プレート間地震の震源スケーリング則として地震本部(2020)は,例えば佐藤(1989) や宇津(2001)などを挙げている.一方,Murotani et al. (2008, 2013)や田島他(2013)は,主に震源インバージョン解析による不均質すべり分布モデルに基づいた震源スケーリング則を提案している.佐藤(1989) と宇津(2001)は1498~1994年に国内で発生した地震(Mw6~8クラス),Murotani et al. (2008, 2013)と田島他(2013)は1923~2011年に国内外で発生した地震(Mw6~9クラス)を対象にしている.これらの震源スケーリング則は震源断層面積に対して地震モーメントの2/3乗の比例関係(Mw<8.4)を仮定している.なお,田島他(2013)は断層幅の飽和(200km弱)を指摘し,Mw8.4以上の地震の震源断層面積は地震モーメントの1/2乗の比例関係となることを提案している.ところで,これらの震源スケーリング則はMw8.4以下で同じ傾き(2/3乗)を仮定しているにもかかわらず,宇津(2001)とMurotani et al. (2008)のy切片は異なる.すなわち,同じ地震モーメントに対して前者の震源断層面積は後者に対して約0.6倍と小さい.このような震源スケーリング則の差異は用いているデータセットの違い(例えば,解析手法や国内外の地震)が考えられることから,本検討では国内のプレート間地震(Mw6.7~9.0)に限って震源スケーリング則の再検討を行う.
 震源スケーリング則を検討する上で,同質なデータセットを用いることは重要であり,Somerville et al. (1999)は断層全体の平均すべり量の0.3倍未満となる断層端部をトリミング操作して,それ以上のすべりを持つ領域を震源断層と規定する規範を提案している.本検討ではSomerville et al. (1999)の規範あるいはそれと同等な規範を用いた国内のプレート間地震のデータセットを収集・整理した.Somerville et al. (1999)の規範を用いた地震のデータセットとして①Somerville et al. (2002; SM2002), ②Murotani et al. (2008; MU2008), ③田島他(2013; TJ2013), ④Skarlatoudis et al. (2016; SK2016)がある.ただし,同じ規範を用いているにもかかわらず,SK2016についてはMU2008と同じ地震の一部で同程度の震源断層面積が得られていなかった.この原因は不明であるが,本検討ではこのようなデータは用いなかった.また,⑤Thingbaijam et al. (2017; TH2017)のデータセットはSomerville et al. (1999)とは異なるThingbaijam and Mai (2016)の規範でトリミングしたものを用いているが,宮腰他(2018)は同じ地震を対象に両者の規範によってトリミングされた震源断層面積は同程度となることを確認している.一方,⑥Allen and Hayes (2017; AH2017)は独自のトリミング手法によって震源断層面積を抽出しているが,同じ地震を対象にTH2017と比較した結果,AH2017はTH2017に比べてMw8程度以下で系統的に小さいことが認められた.本検討では同質なデータセットを用いることを重視し,①SM2002, ②MU2008, ③TJ2013, ④SK2016の一部,⑤TH2017の計5つのデータセットを用いた.なお,異なるデータセット間で同一研究者によるインバージョンモデルを持つ地震も複数存在するが,ここでは,それらを区別していない.

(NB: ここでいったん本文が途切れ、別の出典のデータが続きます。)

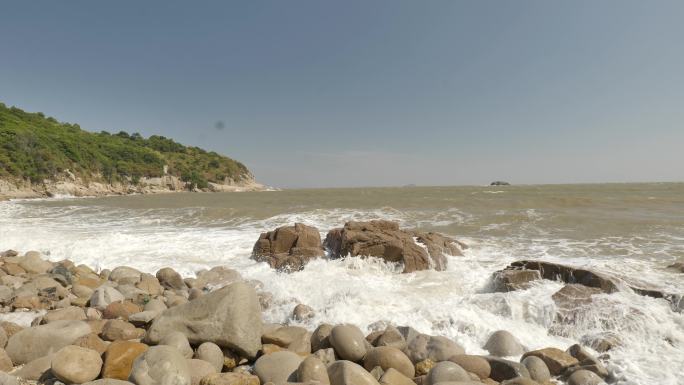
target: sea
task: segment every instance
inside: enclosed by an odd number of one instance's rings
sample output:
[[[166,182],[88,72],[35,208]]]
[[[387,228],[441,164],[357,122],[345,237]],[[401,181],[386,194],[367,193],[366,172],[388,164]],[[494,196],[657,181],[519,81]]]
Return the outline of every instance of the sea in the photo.
[[[402,274],[374,258],[319,259],[280,273],[250,258],[259,234],[295,222],[328,230],[387,219],[468,244],[446,271]],[[684,293],[684,184],[585,184],[302,189],[173,193],[0,202],[0,249],[38,250],[96,269],[127,265],[184,276],[213,266],[238,270],[273,294],[265,321],[352,323],[366,332],[391,323],[443,335],[469,354],[505,329],[527,349],[568,346],[607,333],[611,382],[684,384],[684,314],[629,290],[595,295],[572,323],[559,323],[551,296],[563,283],[493,292],[492,273],[521,259],[583,267],[641,286]],[[291,319],[294,306],[315,310]],[[517,359],[519,357],[513,357]]]

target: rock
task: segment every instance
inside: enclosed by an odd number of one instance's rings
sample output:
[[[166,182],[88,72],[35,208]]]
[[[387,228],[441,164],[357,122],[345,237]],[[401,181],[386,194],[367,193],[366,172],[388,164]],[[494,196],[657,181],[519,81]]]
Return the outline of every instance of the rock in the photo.
[[[292,319],[297,321],[305,321],[311,319],[314,317],[314,315],[315,312],[311,306],[307,306],[301,303],[295,306],[294,310],[292,310]]]
[[[102,316],[106,319],[121,318],[128,320],[131,314],[142,311],[140,306],[132,302],[112,302],[104,309]]]
[[[95,333],[86,334],[83,337],[79,337],[72,345],[79,346],[86,349],[94,350],[100,354],[104,353],[109,346],[106,342],[102,341],[100,337]]]
[[[16,365],[25,364],[71,344],[90,333],[83,321],[55,321],[23,329],[7,342],[7,354]]]
[[[276,384],[297,381],[297,369],[302,363],[302,357],[289,351],[275,352],[259,357],[254,363],[254,374],[261,383],[274,382]]]
[[[19,380],[11,374],[0,372],[0,385],[19,385]]]
[[[105,341],[134,340],[145,335],[143,329],[136,328],[133,324],[123,320],[113,319],[107,321],[102,328],[102,339]]]
[[[440,362],[457,354],[465,354],[465,350],[456,342],[446,337],[427,334],[418,334],[410,339],[407,350],[412,362],[420,362],[427,358]]]
[[[183,282],[183,277],[180,276],[175,270],[170,267],[165,267],[157,271],[157,279],[159,283],[166,289],[171,290],[185,290],[185,282]]]
[[[361,366],[351,361],[335,361],[328,366],[331,385],[379,385],[378,381]]]
[[[390,346],[380,346],[370,349],[363,357],[363,366],[370,371],[376,366],[387,371],[389,368],[398,370],[406,377],[413,378],[415,368],[411,360],[401,350]]]
[[[253,358],[261,348],[261,328],[256,292],[236,282],[164,311],[152,322],[147,339],[159,343],[165,334],[180,331],[193,344],[213,342]]]
[[[413,380],[401,374],[394,368],[389,368],[380,377],[381,385],[416,385]]]
[[[259,377],[248,373],[216,373],[204,377],[200,385],[259,385]]]
[[[100,353],[78,346],[65,346],[52,357],[52,374],[67,384],[82,384],[97,378],[102,369]]]
[[[394,326],[385,328],[385,331],[375,340],[375,346],[391,346],[402,351],[407,348],[406,339]]]
[[[131,374],[133,362],[145,353],[148,346],[140,342],[114,341],[104,355],[102,377],[126,380]]]
[[[492,333],[483,348],[495,357],[519,356],[524,352],[518,339],[506,330]]]
[[[216,266],[210,270],[198,272],[197,279],[190,287],[214,291],[239,281],[242,281],[242,276],[236,270],[225,266]]]
[[[140,282],[142,272],[128,266],[119,266],[109,274],[109,280],[119,284],[135,285]]]
[[[5,349],[0,348],[0,372],[11,372],[14,365]]]
[[[201,344],[195,352],[195,358],[210,363],[216,369],[216,372],[220,372],[223,369],[223,352],[213,342]]]
[[[204,377],[218,373],[210,363],[202,360],[190,359],[188,360],[188,366],[190,367],[190,381],[192,385],[199,385]]]
[[[588,370],[578,370],[568,378],[568,385],[600,385],[603,384],[601,377]]]
[[[299,382],[318,381],[321,384],[330,384],[328,367],[317,357],[309,356],[299,364],[297,380]]]
[[[52,269],[52,263],[42,259],[37,251],[27,252],[19,260],[19,266],[32,274],[44,274]]]
[[[53,356],[54,354],[48,354],[32,360],[12,374],[24,380],[37,381],[50,370]]]
[[[537,382],[547,382],[551,379],[549,368],[541,358],[535,356],[525,357],[522,360],[522,364],[527,368],[531,379]]]
[[[152,346],[133,361],[129,381],[136,385],[191,385],[190,368],[176,348]]]
[[[90,306],[99,310],[104,310],[112,302],[123,302],[124,295],[115,288],[102,285],[95,289],[90,297]]]
[[[333,348],[318,349],[312,354],[312,356],[323,361],[325,366],[328,366],[336,361],[335,350],[333,350]]]
[[[262,233],[252,251],[254,260],[283,271],[301,270],[310,260],[324,255],[318,229],[301,223]]]
[[[544,348],[533,350],[523,354],[523,359],[534,356],[541,358],[546,366],[549,368],[551,375],[557,376],[562,374],[565,369],[579,364],[577,358],[568,353],[556,348]]]
[[[337,325],[330,331],[330,345],[340,358],[352,362],[360,361],[366,355],[366,339],[354,325]]]
[[[159,345],[173,346],[174,348],[178,349],[183,357],[192,358],[193,351],[190,347],[190,342],[188,342],[188,337],[181,332],[170,332],[166,334],[159,341]]]
[[[530,372],[527,370],[525,365],[521,363],[492,356],[486,356],[483,358],[489,362],[489,366],[491,367],[491,373],[489,377],[494,381],[501,382],[516,377],[530,377]]]
[[[540,279],[538,270],[500,270],[492,275],[494,291],[498,292],[527,289],[531,282]]]
[[[489,377],[492,372],[489,362],[480,356],[457,354],[449,357],[449,361],[458,364],[467,372],[475,373],[480,379]]]
[[[435,385],[440,382],[470,381],[470,376],[458,364],[442,361],[430,369],[427,380],[429,385]]]
[[[87,319],[85,310],[77,306],[69,306],[63,309],[50,310],[43,316],[43,323],[55,321],[76,320],[85,321]]]
[[[435,365],[437,365],[437,363],[429,358],[426,358],[423,361],[416,363],[416,375],[424,376],[430,373],[430,369],[434,368]]]
[[[330,332],[332,331],[333,325],[321,324],[316,330],[311,334],[311,351],[315,352],[319,349],[327,349],[330,346]]]
[[[297,353],[311,353],[311,333],[299,326],[283,326],[261,336],[264,344],[274,344]]]
[[[347,255],[378,257],[388,262],[403,263],[405,273],[426,270],[433,266],[436,270],[444,270],[444,244],[433,245],[431,238],[434,236],[400,230],[396,222],[347,222],[343,228],[328,232],[324,246],[330,250],[332,258],[344,258]],[[426,247],[419,246],[416,241]],[[440,241],[443,242],[442,239]],[[449,241],[446,243],[455,244],[455,241]],[[452,253],[460,255],[458,247],[454,249]]]
[[[544,279],[561,280],[565,283],[577,283],[601,289],[605,293],[618,291],[615,279],[590,270],[543,261],[517,261],[511,263],[506,270],[537,270]]]

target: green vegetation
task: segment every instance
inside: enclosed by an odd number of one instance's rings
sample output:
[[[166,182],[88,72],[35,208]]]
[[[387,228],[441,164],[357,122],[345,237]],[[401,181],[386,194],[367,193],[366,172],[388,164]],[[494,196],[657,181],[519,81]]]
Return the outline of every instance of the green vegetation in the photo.
[[[0,103],[0,178],[41,182],[69,170],[84,181],[138,183],[142,177],[162,176],[165,165],[188,188],[205,188],[226,177],[239,181],[249,174],[240,162],[163,136],[92,133]]]

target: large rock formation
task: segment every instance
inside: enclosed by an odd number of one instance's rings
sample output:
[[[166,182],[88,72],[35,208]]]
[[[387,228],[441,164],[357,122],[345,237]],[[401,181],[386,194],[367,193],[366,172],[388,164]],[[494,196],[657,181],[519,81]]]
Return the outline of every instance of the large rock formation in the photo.
[[[262,233],[252,251],[255,260],[285,271],[301,270],[307,262],[323,255],[318,229],[301,223]]]
[[[328,232],[324,246],[331,258],[379,257],[403,263],[405,273],[444,270],[446,255],[462,255],[461,249],[465,248],[441,234],[402,230],[398,223],[390,221],[347,222]]]

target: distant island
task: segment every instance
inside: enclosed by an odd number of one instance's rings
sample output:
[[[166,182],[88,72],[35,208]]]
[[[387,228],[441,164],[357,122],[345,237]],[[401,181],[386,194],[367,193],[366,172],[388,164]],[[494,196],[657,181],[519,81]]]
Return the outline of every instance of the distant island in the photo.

 以上の国内のプレート間地震を対象に収集・整理した5つのデータセットと宇津(2001) ,Murotani et al. (2008) 及び田島他(2013)が提案する震源スケーリング則を比較した.その結果,Mw6.7~8.4の地震データセットに対し,宇津(2001)に比べてMurotani et al. (2008)の震源スケーリング則の方が整合的であった.一方,Mw8.4以上の地震データセットは少なく,宇津(2001)及び田島他(2013)のスケーリング則の整合性の検討は困難であった.ここまでは暫定的な結果であり,今後は,データセットと震源スケーリング則の差について定量的な評価を行うとともに,他の震源パラメータ(断層幅や長さ等)についても検討を進める予定である.
謝辞:本研究は原子力規制庁による令和3年度原子力施設等防災対策等委託費(海溝型地震の特性化震源モデルに係る検討)事業の一環として実施されています.